Objective and hypotheses: Diagnosis of prenatal-onset genetic bone diseases mandates radiographic, clinical and molecular assessment. The combined use of these methods is essential for appropriate counselling of the parents. Information regarding the severity and natural history of an individual disorder is critical for the families and medical care providers.
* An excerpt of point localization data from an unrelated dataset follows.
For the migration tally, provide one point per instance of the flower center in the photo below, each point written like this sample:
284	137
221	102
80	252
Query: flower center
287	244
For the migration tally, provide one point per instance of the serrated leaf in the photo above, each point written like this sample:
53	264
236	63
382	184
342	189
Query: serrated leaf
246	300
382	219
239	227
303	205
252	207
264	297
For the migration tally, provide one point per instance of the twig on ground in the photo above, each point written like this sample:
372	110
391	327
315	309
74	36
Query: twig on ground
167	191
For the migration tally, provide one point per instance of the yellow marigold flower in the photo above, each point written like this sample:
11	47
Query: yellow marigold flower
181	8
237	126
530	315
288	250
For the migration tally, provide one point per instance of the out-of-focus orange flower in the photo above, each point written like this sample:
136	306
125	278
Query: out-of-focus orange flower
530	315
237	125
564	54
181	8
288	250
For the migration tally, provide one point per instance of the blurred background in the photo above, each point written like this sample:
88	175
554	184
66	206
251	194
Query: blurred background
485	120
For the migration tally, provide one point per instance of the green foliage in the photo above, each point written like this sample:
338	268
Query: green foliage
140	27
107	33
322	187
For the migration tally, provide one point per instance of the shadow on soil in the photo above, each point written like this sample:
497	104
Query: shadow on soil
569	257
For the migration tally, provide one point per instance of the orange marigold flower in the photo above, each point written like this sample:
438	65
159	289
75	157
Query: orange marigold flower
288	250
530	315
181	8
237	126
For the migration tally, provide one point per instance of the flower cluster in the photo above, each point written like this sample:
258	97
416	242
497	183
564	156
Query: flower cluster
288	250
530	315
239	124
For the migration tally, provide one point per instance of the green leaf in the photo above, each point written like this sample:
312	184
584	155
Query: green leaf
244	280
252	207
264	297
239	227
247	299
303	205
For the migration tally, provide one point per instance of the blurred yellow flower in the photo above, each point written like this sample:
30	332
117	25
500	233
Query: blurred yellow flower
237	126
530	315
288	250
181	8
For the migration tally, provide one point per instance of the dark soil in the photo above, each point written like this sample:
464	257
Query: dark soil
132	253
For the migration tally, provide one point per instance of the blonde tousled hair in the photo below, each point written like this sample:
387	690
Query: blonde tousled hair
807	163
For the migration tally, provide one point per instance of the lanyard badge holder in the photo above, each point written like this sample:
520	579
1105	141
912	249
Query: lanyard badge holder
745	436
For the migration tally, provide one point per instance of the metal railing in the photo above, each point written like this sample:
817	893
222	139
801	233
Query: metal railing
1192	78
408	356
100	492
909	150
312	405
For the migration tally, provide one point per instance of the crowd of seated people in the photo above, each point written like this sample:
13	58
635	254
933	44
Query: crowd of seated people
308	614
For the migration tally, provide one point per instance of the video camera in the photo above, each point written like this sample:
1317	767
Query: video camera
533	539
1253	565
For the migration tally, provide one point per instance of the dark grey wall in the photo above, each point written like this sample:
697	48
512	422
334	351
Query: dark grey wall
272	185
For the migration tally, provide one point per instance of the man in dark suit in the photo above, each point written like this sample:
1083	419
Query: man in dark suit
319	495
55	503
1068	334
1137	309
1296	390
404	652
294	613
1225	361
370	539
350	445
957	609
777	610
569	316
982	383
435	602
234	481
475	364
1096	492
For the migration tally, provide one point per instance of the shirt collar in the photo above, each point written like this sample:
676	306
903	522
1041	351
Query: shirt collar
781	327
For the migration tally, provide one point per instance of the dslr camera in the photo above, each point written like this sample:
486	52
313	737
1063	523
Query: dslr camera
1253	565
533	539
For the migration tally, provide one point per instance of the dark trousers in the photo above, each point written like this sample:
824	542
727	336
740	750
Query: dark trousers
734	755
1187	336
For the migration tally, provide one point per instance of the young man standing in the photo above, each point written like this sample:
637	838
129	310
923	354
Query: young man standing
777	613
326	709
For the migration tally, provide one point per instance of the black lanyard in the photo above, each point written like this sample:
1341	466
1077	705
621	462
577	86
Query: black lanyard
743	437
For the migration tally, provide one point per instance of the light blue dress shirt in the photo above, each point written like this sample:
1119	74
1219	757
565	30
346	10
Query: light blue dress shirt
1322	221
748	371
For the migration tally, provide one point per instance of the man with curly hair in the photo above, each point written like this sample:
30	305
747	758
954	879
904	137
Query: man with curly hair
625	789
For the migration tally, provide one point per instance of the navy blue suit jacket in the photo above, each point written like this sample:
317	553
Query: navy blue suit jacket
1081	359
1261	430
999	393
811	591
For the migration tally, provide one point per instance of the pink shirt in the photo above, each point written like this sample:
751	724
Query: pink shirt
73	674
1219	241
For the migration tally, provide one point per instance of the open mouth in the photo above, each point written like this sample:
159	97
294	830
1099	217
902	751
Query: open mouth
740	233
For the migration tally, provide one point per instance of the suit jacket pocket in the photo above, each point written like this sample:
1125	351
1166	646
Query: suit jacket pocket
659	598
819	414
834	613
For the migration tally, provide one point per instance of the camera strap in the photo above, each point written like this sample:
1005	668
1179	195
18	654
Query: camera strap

Method: In general, prenatal ultrasound (US) is currently the accepted modality for fetal assessment. Lethality should be determined based on US parameters and/or by molecular diagnosis. Those with a non-lethal condition may further be described as mild or severe. First trimester US, usually used for aneuploidy screening can identify severe, usually lethal skeletal dysplasias. Others are detected in the late second trimester, the remaining diagnosed in the third trimester or at birth. Imaging strategies have evolved in the last decade. Three-dimentional (3D) US is helpful in depicting and characterisation of the specific entity. Fetal magnetic resonance imaging (MRI) has also been documented to be useful for analysis of fetal spine and concurrent malformations. The most recent method is using 3D reconstructions of low dose computerized tomography images for prenatal evaluation.
Results: The diagnosis of a genetic skeletal disorder is ideally made in the prenatal period to ensure accurate genetic counselling and provide a management plan before and after delivery. Imaging strategies are discussed with respect to possible outcome.